丁度1年前の9月10日、丹波ナチュラルスクールの前に立って、ボクは、なんとも言えない悲しみと憤りが湧き上がるのを感じました。新聞で報道された次の日に、車を飛ばしてかけつけました。静かな山あいのお寺の境内に、そのプレハブは建っていました。鉄格子と3重カギで監視されてた部屋から、脱走した女の子が、捜しにきた人たちに見つかり、「殺される」と泣き叫びながら連れていかれたという監獄のような民間施設。

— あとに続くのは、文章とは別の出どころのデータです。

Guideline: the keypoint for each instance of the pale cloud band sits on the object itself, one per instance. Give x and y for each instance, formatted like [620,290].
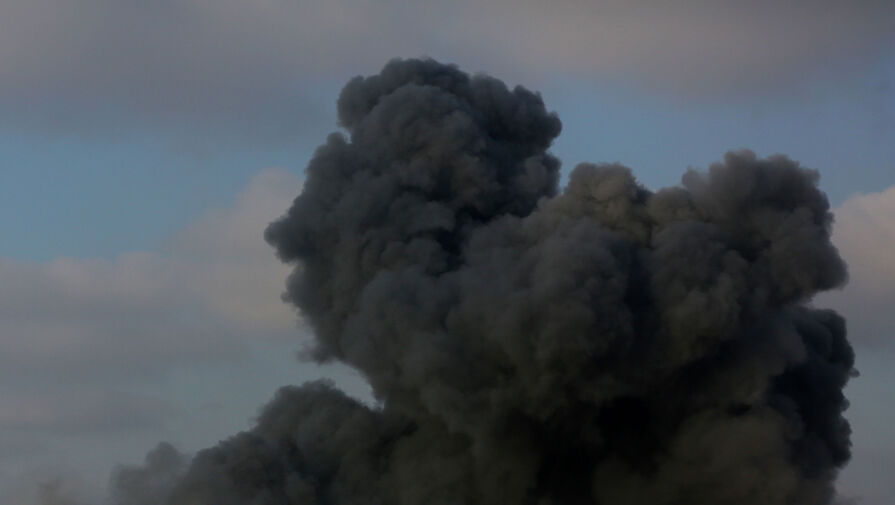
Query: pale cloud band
[254,69]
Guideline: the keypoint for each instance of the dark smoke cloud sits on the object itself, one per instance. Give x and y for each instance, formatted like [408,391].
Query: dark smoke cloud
[603,345]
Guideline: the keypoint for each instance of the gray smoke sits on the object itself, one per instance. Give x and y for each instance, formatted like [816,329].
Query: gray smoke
[602,345]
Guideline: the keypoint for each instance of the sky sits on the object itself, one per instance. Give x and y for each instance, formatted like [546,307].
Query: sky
[144,146]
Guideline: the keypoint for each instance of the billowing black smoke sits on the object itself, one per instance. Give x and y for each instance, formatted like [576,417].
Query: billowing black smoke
[605,345]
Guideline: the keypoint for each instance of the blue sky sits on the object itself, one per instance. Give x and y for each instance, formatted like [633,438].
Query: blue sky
[143,147]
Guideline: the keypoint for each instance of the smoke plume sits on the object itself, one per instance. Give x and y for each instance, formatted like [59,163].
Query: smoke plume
[601,345]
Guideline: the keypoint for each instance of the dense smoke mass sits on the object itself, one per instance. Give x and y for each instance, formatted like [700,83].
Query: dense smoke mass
[601,345]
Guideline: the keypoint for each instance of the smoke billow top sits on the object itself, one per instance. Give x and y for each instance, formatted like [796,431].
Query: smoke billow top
[601,345]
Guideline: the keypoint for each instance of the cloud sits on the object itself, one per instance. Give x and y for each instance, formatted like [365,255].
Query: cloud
[864,232]
[255,69]
[90,348]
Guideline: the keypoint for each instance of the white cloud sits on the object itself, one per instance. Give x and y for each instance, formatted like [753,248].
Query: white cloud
[864,233]
[255,69]
[99,357]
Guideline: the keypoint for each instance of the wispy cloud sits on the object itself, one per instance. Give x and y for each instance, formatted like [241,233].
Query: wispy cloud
[253,69]
[83,341]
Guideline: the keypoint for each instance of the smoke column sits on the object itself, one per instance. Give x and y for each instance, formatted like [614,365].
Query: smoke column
[603,345]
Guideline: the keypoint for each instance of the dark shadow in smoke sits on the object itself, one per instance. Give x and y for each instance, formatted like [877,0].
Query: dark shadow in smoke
[602,345]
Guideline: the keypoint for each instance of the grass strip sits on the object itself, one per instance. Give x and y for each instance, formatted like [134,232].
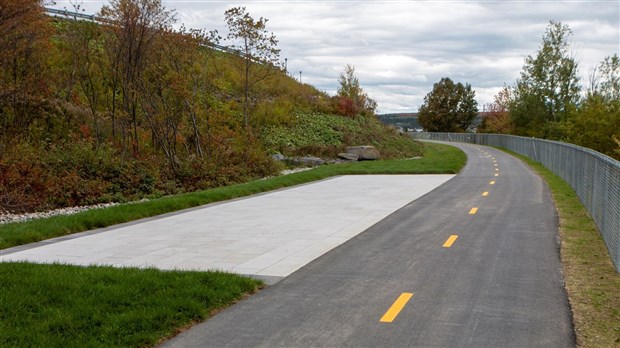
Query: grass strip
[591,281]
[437,159]
[72,306]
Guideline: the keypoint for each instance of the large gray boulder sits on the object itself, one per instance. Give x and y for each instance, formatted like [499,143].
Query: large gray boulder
[365,152]
[308,161]
[348,156]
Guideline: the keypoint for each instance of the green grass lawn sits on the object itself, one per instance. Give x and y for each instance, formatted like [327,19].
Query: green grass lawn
[437,159]
[72,306]
[592,283]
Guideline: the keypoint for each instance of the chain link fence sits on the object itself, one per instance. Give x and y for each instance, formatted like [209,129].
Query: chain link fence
[594,177]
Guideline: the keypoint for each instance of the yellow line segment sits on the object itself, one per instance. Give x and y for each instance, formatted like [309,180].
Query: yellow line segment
[398,306]
[450,241]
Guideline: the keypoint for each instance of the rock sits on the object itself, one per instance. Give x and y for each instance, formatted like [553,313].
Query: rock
[308,161]
[278,157]
[348,156]
[366,152]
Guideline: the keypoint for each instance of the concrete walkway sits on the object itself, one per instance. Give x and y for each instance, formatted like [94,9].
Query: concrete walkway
[268,236]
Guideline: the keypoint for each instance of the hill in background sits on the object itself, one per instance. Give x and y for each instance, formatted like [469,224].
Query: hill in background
[93,113]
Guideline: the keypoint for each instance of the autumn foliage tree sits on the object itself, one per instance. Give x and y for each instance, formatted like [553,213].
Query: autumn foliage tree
[497,118]
[449,107]
[24,48]
[138,25]
[548,89]
[351,98]
[258,48]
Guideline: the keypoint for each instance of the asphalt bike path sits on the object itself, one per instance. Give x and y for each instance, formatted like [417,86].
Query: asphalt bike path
[474,263]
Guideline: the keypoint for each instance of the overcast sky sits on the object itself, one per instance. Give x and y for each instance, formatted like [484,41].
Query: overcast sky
[401,48]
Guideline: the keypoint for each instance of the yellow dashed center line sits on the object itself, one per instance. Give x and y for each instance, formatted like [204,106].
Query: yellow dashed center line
[450,241]
[398,306]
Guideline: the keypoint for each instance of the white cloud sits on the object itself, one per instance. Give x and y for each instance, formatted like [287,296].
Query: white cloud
[401,48]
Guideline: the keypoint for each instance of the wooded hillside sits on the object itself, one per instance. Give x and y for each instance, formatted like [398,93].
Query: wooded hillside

 フリースクールでもいろいろです。20年前広島の三原にあった「風ノ子学園」では、中学生2人を40度をこえるコンテナの中に押し込め、2人は喉をかきむしって亡くなりました。その事件を忘れないようにと、毎年広島までの280キロを5泊6日で走って、ボクらはいてもたってもおられず、追悼に行きました。みんなが忘れても、ボクらは忘れないと錆びついたコンテナの前で誓いました。しかしいつのまにか風化して、うわさにものぼりません。この京都の事件も、1年経って、マスコミからは完全に消えました。

 忘れないようにしよう。事件はいつも風化していくのです。しかし、せめてボクらは、この場で子どもの人権が蹂躙されたことを忘れないようにしよう。日常的に子どもと関わるボクらが、同じあやまちをくりかえさないためにも、この事件をしっかり記憶にとどめておこう、と思います。